Two senior officers in charge of U.S. air power voiced increasing worries that U.S. forces will not be prepared for a future conflict with China, during a hearing of the Senate Armed Services airland subcommittee on Tuesday.
Air Force Lt. Gen. Herbert J. Carlisle, deputy chief of staff for operations, said China's rollout earlier this year of a new J-20 stealth fighter, which has made two or three test flights, is very troubling, along with another joint Russian-Indian stealth jet. Both aircraft could be sold to Iran and affect a future U.S. intervention there against Tehran’s nuclear program.
The three-star general’s comments echoed earlier comments by Navy Vice Adm. David J. Dorsett, a senior intelligence official, who said of the J-20 in January that “we have been pretty consistent in underestimating the delivery of Chinese technology and weapons systems.”

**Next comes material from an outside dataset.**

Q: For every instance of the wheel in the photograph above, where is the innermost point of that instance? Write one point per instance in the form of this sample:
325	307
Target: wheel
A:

“All of those things are incredibly disturbing to us for the future,” Gen. Carlisle said. “And again, … we not only have to be able to defeat those, we have to hold those targets at risk, and that’s where these fifth-generation aircraft come in.”
Asked during the hearing what “keeps you up at night,” Rear Adm. David L. Philman, Navy director of warfare integration, said: “Well, the China scenario is first and foremost, I believe, because they seem to be more advanced and they have the capability out there right now, and their ships at sea and their other anti-access capabilities.”